Chapter 13 Cases. The rules relating to discharge-ability of tax debts are more liberal in Chapter 13 cases than Chapter 7 cases. Tax claims (as well as all other debts) are classified as secured, priority or general unsecured debts. The classification of a debt as secured, priority or general unsecured will usually determine whether the taxpayer must pay all or none of the tax, and whether interest and/or penalty must be paid.
Priority Taxes. A Chapter 13 repayment plan must propose full payment of all "priority" debts. The bankruptcy court will not approve a plan that does not meet these guidelines. A "priority" tax is any income, employment, sales or property tax which can not be discharged in a Chapter 7 case, except for two very important differences as follows:
Two Tear Rule Not Applicable. The two year filing rule does not apply in Chapter 13 cases. For income tax debts, the tax will be classified as "general unsecured" rather than "priority," and can be discharged without payment, even if the taxpayer never files a tax return, so long as the 3 year age and 240 day assessment rules are satisfied.
For employment taxes, the employer portion will not be classified as "priority," and can be discharged without payment, if the tax satisfies the 3 year age rule. A taxpayer’s failure to file a 941 tax return will not prevent discharge of the tax.

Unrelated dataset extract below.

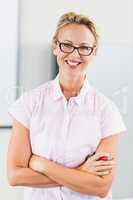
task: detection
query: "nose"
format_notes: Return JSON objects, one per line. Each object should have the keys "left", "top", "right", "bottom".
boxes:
{"left": 69, "top": 48, "right": 81, "bottom": 58}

Chapter 7: The taxpayer never filed any federal income tax returns for the 1996 through 2006 tax years. Taxpayer can never discharge any of these taxes in a Chapter 7 case. It does not matter when the case is filed. A tax can never be discharged in a Chapter 7 case if Taxpayer never files a tax return.
Chapter 13: If Taxpayer files a Chapter 13 case on or after April 16, 2007, the 1996 through 2003 taxes will be classified as "general unsecured" and can be discharged without payment if Taxpayer successfully completes a Chapter 13 plan ( assuming it is a plan in which the unsecured creditors do not get paid). The 2004 through 2006 taxes will be classified as "priority" taxes and the Chapter 13 plan must provide for full payment of these taxes.
Tax Evasion Limitations Not Applicable in Chapter 13. The rules preventing discharge of taxes resulting from willful evasion or a fraudulent return do not apply in Chapter 13 cases. In Chapter 13, the taxpayer can discharge the tax without payment, even if he is guilty of tax evasion or filed a fraudulent return. However, the government can still criminally prosecute the taxpayer for tax evasion, even after the taxes have been in Chapter 13, so long as the 6 year statute of limitation for tax fraud prosecutions has not expired.
Interest and Penalty on Priority Tax Claims. A priority tax claim includes all accrued interest though the bankruptcy filing date, but excludes all accrued penalties. The Chapter 13 plan will not pay post filing interest on any priority claim, including priority tax claims.